Tobias B Haack 1 Christine Makowski Yoshiaki Yao Elisabeth Graf Maja Hempel Thomas Wieland Ulrike Tauer Uwe Ahting Johannes A Mayr Peter Freisinger Hiroki Yoshimatsu Ken Inui Tim M Strom Thomas Meitinger Atsushi Yonezawa Holger Prokisch
Affiliations

Affiliation

  • 1 Institute of Human Genetics, Technische Universität München, Trogerstrasse 22, München, 81675, Germany.
Abstract

Brown-Vialetto-Van Laere syndrome (BVVLS [MIM 211530]) is a rare neurological disorder characterized by infancy onset sensorineural deafness and ponto-bulbar palsy. Mutations in SLC52A3 (formerly C20orf54), coding for riboflavin transporter 2 (hRFT2), have been identified as the molecular genetic correlate in several individuals with BVVLS. Exome sequencing of just one single case revealed that compound heterozygosity for two pathogenic mutations in the SLC52A2 gene coding for riboflavin transporter 3 (hRFT3), another member of the riboflavin transporter family, is also associated with BVVLS. Overexpression studies confirmed that the gene products of both mutant alleles have reduced riboflavin transport activities.

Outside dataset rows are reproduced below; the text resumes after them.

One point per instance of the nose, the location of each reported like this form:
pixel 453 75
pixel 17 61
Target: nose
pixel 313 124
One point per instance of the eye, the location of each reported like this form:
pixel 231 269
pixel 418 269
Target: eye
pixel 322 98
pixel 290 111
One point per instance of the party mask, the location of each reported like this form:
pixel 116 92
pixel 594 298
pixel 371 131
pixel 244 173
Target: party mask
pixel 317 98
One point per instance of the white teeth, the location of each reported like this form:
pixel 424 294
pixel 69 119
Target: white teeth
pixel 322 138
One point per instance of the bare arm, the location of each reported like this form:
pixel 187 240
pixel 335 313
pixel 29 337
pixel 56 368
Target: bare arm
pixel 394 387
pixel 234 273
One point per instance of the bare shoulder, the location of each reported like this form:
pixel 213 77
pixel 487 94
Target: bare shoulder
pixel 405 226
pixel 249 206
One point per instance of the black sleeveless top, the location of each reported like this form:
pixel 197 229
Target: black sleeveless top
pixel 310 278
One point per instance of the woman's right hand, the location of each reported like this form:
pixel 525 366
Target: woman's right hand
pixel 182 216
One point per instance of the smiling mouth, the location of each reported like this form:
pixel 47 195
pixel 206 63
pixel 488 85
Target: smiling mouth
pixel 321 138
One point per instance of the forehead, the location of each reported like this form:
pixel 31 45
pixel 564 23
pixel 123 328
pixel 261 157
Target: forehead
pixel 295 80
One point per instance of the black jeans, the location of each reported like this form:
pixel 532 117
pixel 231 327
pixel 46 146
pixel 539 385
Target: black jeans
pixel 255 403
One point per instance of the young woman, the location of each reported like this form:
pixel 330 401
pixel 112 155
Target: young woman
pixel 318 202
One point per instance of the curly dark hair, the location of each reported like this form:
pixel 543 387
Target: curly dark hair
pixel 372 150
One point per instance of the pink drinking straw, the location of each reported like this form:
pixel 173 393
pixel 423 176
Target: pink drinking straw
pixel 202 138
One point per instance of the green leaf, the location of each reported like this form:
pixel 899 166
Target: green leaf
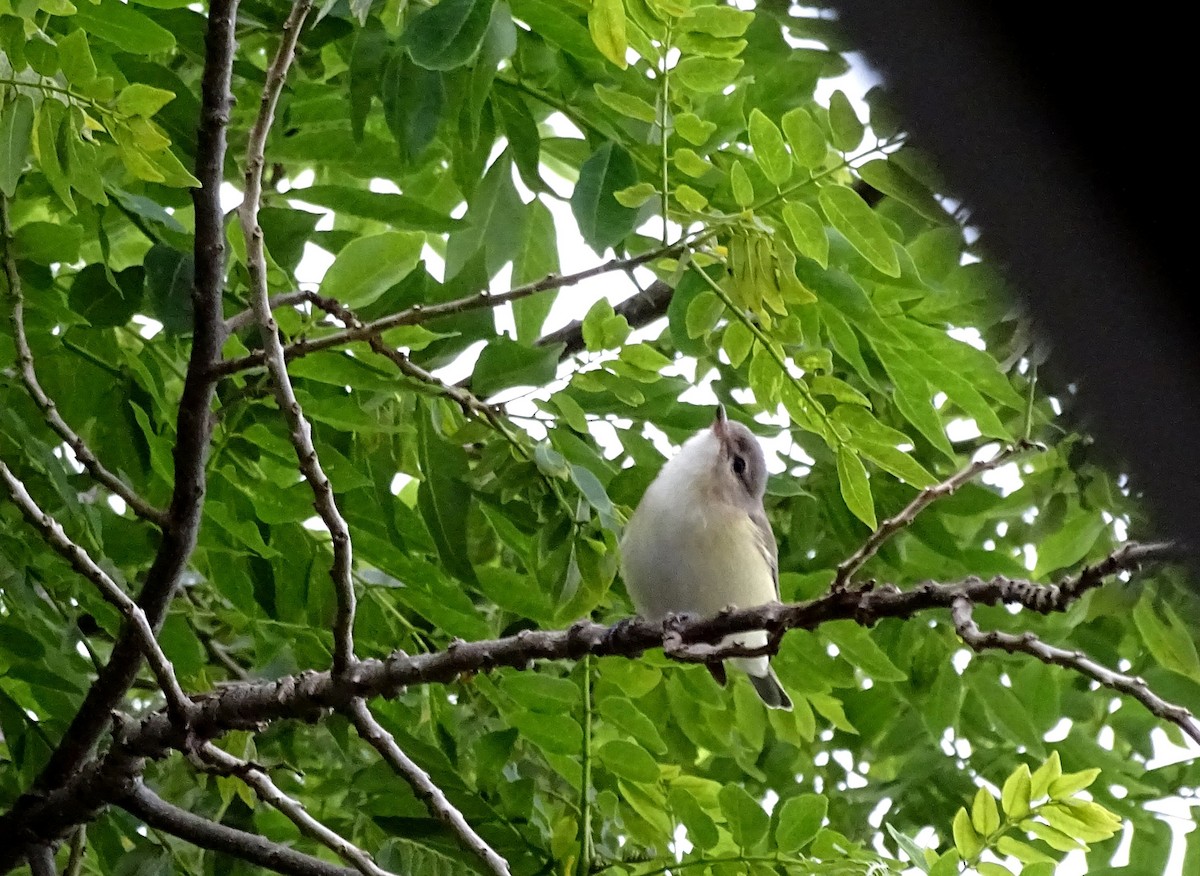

While mutations in SLC52A3 cause decreased plasma riboflavin levels, concordant with a role of SLC52A3 in riboflavin uptake from food, the SLC52A2-mutant individual had normal plasma riboflavin concentrations, a finding in line with a postulated function of SLC52A2 in riboflavin uptake from blood into target cells. Our results contribute to the understanding of human riboflavin metabolism and underscore its role in the pathogenesis of BVVLS, thereby providing a rational basis for a high-dose riboflavin treatment.